Dar nowego życia jest też zaproszeniem do innego, nowego życia, także w tym, co się odnosi do relacji między ludźmi: „To się Bogu podoba – mówił nam dzisiaj Apostoł – jeśli dobrze czynicie” (1 P 2,20). 
 
Wspominaliśmy ostatnio często i obficie szczegóły życia Jana Pawła II. Wspominali prezydenci, premierzy, ludzie sławni i znani. Tuż po śmierci Papieża poproszono też o wspomnienie o nim niejaką Jidit Tsirer. Ma teraz 73 lata i mieszka w Hajfie, w Izraelu. Jej imię 60 lat temu wymawiano jako Edyta. Wtedy mieszkała w Polsce i w 1945 roku miała 13 lat. Zapytano Jidit Tsirer o wspomnienie związane z Janem Pawłem II dlatego, że w 1945 roku właśnie zwolniono ją z niemieckiego obozu pracy przymusowej i w wywiadzie dla telewizji powiedziała, że pamięta, jak siedziała w padającym śniegu na brzegu ulicy w jakiejś wsi. Była zbyt słaba, żeby wstać i iść dalej, i nikt nie zwracał na nią uwagi. „Nagle zjawił się przede mną ktoś – opowiedziała Jidit w izraelskiej telewizji na początku kwietnia 2005 roku – jak anioł z nieba. Przyniósł mi kubek herbaty i dwie kromki chleba. Z serem. Po chwili zapytał, czy chcę gdzieś pójść. Powiedziałam mu, że chcę iść do Krakowa, ale nie mam siły wstać. Wyciągnął rękę i podniósł mnie. Ale nogi nie chciały mnie podtrzymać i upadłam. Więc podniósł mnie i wrzucił na plecy jak worek z mąką. I zaniósł mnie: 4 kilometry”. A był to młody Karol Wojtyła. W wywiadzie dla BBC przy innej okazji dodała: „To było tak, jakby Bóg zstąpił z nieba”. W 1997 roku pojechała do Rzymu dziękować Papieżowi. Kiedy w roku 2000 Jan Paweł II pielgrzymował po Izraelu, spotkała go w Jerozolimie. Jeszcze na ostatnie święta Bożego Narodzenia dostała ręcznie napisaną kartkę z życzeniami po polsku. Skarżyła się, że trudno ją było odczytać, tak niewyraźnie Papież już pisał. 
 
„Aby wasze dzieci postępowały zawsze jak dzieci światłości”. To też mieści się w znakach chrztu, które za chwilę będziemy oglądać, które za chwilę będziemy przeżywać i którym będziemy towarzyszyć naszą modlitwą, aby naprawdę tak właśnie się stało, by przyniesione przez was dzieci otrzymały nowe życie z wody i z Ducha Świętego, by Chrystus sam namaścił je krzyżmem zbawienia, aby włączone do ludu Bożego wytrwały w jedności z Chrystusem, by przyoblekały się w Chrystusa i aby zawsze postępowały jako dzieci światłości. Amen.
 
 
 

niedziela, 3 kwietnia 2005

Niedziela Miłosierdzia Bożego - homilia


ks. Andrzej Siemieniewski


HOMILIA
3 kwietnia 2005 (ROK A)


Niedziela Miłosierdzia Bożego



W dzisiejszą niedzielę zostaliśmy wezwani przez Episkopat Polski, aby modlić się o godzinie dwunastej w łączności z Janem Pawłem II. Godzina dwunasta zastanie nas na Eucharystii, a więc najważniejszej modlitwie Kościoła, i oczywiście zastanie nas w łączności z papieżem.

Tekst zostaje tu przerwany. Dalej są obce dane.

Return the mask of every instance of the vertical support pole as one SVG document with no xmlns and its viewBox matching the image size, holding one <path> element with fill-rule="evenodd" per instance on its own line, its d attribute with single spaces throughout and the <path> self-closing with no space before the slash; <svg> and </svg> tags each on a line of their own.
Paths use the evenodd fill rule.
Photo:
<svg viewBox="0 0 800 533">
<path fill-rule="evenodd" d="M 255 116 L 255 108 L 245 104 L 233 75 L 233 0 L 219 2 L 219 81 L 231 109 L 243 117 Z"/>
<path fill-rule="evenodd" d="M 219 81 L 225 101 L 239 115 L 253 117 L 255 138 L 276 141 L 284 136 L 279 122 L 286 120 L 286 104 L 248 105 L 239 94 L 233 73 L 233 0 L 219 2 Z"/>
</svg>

Pewnie zaproszenie do tej modlitwy zostało podsunięte, jeszcze kiedy Jan Paweł II był pośród nas na ziemi, ale przecież w tej chwili jest tym ważniejsze i tym mocniejsze. Ci, którzy żyją w Jezusie Chrystusie na ziemi, żyją w Nim także i po śmierci. Jezus mówi: „Ja żyję i wy żyć będziecie” (J 14,19).


Dodatkowo na koniec Eucharystii odśpiewamy jeszcze modlitwę południową, aby w ten sposób łączyć się z całym Kościołem Bożym w Polsce.


Dzisiejsza okazja, przeżywanie śmierci Jana Pawła II, przeżywanie pożegnania z Papieżem tutaj na ziemi, jest bardzo szczególną okazją do przeżycia tego, czym jest Niedziela Bożego Miłosierdzia. To też jest ważny znak. Boże miłosierdzie, które było tak głęboko w sercu Karola Wojtyły jeszcze jako biskupa krakowskiego, Boże miłosierdzie, które odczytywał przypominane w Dzienniczku św. Siostry Faustyny, Boże miłosierdzie, które rozgłaszał na nowo w encyklice Dives in misericordia („Bogaty w miłosierdzie”) – to przecież wszystko tylko echa, echa objawienia Bożego miłosierdzia, które przyszło do nas w Jezusie Chrystusie. To ważny znak, że Papież odszedł od nas w wigilię, modlitewną wigilię czuwania przed Niedzielą Miłosierdzia Bożego.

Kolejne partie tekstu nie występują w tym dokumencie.